良かったね、なんて心にも無い言葉を被せる。今、電気が点いてなくて良かった。臣くんに、顔を見られないから。

「彼女なんていないけど」
「ええー?じゃあ、フッたの!?勿体ないなあ」
「……それ、本気で言ってるワケ?」

あ、機嫌が悪くなった。そう思った途端、臣くんに腕を引かれる。気づいたときには、臣くんの香りに包み込まれていた。若干消毒の匂いもするのだから抜かりない。


「私、お風呂とか入ってないけど」
「知ってる」
「てか、なにするの?」
「うるさい」
「ええ…」
「名前ちゃんは、俺に彼女が出来たら嬉しいの」
「うん」
「嘘つくな」

気落ちした声が頭上から降ってくる。そして、抱きしめている腕が微かに震えているのが分かった。一人だけ、この状況に置いてけぼりにされているような気がしてならない。
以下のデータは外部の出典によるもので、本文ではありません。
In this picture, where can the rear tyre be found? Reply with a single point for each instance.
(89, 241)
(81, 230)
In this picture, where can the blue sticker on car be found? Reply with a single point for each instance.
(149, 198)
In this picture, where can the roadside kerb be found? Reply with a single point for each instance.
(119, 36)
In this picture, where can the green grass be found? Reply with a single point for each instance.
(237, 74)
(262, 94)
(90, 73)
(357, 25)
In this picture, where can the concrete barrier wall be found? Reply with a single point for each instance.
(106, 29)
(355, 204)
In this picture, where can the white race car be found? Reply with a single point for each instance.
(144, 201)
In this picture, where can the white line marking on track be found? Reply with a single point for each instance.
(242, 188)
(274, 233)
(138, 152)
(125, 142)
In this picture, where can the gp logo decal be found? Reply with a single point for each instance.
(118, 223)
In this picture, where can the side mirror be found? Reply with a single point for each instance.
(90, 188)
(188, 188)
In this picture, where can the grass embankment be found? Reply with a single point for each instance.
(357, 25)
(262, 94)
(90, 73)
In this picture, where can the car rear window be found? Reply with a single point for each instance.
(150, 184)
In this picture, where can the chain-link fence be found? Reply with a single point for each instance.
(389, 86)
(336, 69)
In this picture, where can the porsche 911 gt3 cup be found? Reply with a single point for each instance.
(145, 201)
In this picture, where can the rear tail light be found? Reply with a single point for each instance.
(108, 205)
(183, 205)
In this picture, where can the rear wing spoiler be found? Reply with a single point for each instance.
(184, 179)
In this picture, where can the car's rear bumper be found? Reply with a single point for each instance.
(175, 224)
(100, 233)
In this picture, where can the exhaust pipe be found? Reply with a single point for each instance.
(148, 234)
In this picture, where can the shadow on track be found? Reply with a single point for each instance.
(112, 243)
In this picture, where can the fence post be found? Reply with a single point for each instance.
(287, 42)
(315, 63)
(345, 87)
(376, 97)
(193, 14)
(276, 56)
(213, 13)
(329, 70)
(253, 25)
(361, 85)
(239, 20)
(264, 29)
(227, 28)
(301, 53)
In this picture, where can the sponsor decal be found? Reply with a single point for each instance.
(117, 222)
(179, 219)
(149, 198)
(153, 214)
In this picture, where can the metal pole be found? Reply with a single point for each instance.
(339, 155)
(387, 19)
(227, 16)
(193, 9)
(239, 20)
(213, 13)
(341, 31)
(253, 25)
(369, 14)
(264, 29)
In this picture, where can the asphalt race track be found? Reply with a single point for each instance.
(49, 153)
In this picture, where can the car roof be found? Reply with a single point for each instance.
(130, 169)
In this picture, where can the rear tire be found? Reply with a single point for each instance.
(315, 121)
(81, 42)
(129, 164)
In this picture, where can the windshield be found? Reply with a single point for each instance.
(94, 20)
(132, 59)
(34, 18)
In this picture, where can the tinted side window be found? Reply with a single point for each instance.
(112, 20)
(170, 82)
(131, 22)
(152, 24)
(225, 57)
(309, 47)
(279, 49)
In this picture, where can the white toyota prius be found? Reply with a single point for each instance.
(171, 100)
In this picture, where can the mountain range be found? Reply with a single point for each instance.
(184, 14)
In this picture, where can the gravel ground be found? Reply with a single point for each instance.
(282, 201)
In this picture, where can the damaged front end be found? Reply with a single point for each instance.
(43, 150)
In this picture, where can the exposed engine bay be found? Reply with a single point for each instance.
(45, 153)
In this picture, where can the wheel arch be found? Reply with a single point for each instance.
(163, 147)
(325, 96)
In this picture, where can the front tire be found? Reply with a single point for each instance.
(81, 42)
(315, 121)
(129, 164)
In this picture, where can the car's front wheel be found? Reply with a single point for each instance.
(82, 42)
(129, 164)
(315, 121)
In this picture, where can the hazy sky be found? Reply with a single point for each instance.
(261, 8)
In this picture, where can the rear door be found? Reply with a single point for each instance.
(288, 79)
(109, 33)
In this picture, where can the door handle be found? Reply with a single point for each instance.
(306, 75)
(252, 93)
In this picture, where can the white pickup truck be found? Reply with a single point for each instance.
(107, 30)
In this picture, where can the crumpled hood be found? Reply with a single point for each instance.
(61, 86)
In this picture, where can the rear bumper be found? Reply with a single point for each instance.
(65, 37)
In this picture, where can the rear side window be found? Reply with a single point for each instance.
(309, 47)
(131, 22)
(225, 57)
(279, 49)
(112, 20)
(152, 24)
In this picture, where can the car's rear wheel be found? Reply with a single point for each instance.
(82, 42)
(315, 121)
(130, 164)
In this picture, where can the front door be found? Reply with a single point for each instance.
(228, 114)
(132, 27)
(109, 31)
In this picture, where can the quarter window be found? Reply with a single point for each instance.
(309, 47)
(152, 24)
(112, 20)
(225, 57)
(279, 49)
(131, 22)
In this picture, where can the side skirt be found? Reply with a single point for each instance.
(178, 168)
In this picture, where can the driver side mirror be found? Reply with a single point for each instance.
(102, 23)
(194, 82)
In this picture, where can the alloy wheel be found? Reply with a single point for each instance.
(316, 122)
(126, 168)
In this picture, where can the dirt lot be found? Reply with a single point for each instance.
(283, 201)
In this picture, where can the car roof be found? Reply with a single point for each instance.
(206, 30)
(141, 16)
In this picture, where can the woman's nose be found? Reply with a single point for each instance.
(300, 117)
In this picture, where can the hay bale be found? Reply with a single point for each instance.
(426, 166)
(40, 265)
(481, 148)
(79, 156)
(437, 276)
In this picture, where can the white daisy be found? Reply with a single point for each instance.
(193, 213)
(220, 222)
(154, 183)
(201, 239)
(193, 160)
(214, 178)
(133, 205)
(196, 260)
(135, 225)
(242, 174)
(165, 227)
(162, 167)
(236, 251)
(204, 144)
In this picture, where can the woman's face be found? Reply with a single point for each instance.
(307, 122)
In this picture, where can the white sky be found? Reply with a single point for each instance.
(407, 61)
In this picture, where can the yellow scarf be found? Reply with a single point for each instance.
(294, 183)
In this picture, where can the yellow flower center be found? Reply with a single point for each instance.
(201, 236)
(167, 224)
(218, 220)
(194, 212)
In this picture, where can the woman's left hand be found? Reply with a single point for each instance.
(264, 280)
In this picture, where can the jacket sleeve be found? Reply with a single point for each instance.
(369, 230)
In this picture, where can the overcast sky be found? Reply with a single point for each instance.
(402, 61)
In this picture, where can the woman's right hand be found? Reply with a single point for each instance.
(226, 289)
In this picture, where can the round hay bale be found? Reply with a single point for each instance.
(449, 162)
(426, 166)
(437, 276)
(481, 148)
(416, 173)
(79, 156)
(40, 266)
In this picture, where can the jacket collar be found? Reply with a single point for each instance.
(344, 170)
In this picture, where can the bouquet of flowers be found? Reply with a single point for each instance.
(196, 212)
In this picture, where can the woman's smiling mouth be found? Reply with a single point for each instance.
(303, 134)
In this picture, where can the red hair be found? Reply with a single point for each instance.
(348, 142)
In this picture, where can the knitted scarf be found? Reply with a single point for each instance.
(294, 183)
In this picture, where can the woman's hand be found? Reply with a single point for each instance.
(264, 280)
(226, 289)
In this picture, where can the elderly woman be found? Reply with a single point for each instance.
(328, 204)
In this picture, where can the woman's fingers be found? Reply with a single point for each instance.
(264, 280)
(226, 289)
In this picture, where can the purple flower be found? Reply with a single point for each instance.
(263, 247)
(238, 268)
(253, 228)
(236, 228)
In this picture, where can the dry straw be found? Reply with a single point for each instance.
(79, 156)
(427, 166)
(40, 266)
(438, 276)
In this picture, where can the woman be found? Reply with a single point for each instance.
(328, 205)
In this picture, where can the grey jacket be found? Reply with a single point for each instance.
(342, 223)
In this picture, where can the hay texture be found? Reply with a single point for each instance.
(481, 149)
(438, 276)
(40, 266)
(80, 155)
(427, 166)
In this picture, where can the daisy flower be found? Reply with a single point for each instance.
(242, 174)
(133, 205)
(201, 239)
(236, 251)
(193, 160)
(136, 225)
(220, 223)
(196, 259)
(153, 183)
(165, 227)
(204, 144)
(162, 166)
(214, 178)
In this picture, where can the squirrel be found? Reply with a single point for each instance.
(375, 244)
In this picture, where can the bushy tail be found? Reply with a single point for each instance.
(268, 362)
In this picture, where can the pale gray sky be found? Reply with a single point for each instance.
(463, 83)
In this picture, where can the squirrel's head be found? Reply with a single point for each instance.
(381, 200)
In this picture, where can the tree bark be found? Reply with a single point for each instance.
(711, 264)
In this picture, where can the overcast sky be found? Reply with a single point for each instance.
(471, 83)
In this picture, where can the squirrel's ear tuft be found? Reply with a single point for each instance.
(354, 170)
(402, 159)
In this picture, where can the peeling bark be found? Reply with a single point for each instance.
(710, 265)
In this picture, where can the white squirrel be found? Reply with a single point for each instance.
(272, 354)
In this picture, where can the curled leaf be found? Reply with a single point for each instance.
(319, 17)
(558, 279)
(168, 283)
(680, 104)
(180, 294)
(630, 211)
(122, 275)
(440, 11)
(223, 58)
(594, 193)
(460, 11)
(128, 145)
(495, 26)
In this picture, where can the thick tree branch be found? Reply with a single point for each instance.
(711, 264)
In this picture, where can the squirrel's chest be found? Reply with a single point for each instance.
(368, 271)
「俺が、こういうことするのは名前ちゃんだけ、なんだけど」
「ちっちゃいころから一緒だもんね」
「そうじゃねえよ」
「え?」
「なんで、いつもそうやって逃げるの」
「逃げる?」
「俺は、関係を変えたいって思ってた」
「え、」

パチン、何処からか音が鳴る。その途端、勢いよく臣くんの身体が離れていった。眩しい光が瞳を突き刺してくる。チカチカとした視界の中で、愉快な声を上げたのは私のお母さんだった。「あんたたち、こんな暗がりでなにしてるの!?」って。せめて足音立てて入ってきて欲しかった。そんな思いなんてお母さんは分からないのだろう。

「臣くんご飯食べていくかしら?」
「いいえ。今日は遠慮しておきます」

そう言って荷物を背負う臣くん。マスク越しだが、なんだか顔が赤くなっている気がする。それを呆然と眺めていると、私の耳元に顔を近づけて、捨て台詞を吐いた。それによって憶測、期待が広がってしまう。嘘でしょ。信じられなくて自分でかき消していく。

「お邪魔した?」
「ううん、大丈夫」

どことなく嬉しそうな母親の声が、それを助長させた。

__俺は、ずっとお前と同じ気持ちなんだけど。

「なんで、わかってたの…」

ピロン、とスマホが鳴った。そこに書いてある文字が、先程零れた疑問を回収してくれる。真っ赤になった顔を再び母親にからかわれる。全て分かっていたのは向こうで、私は何も分かっていなかったらしい。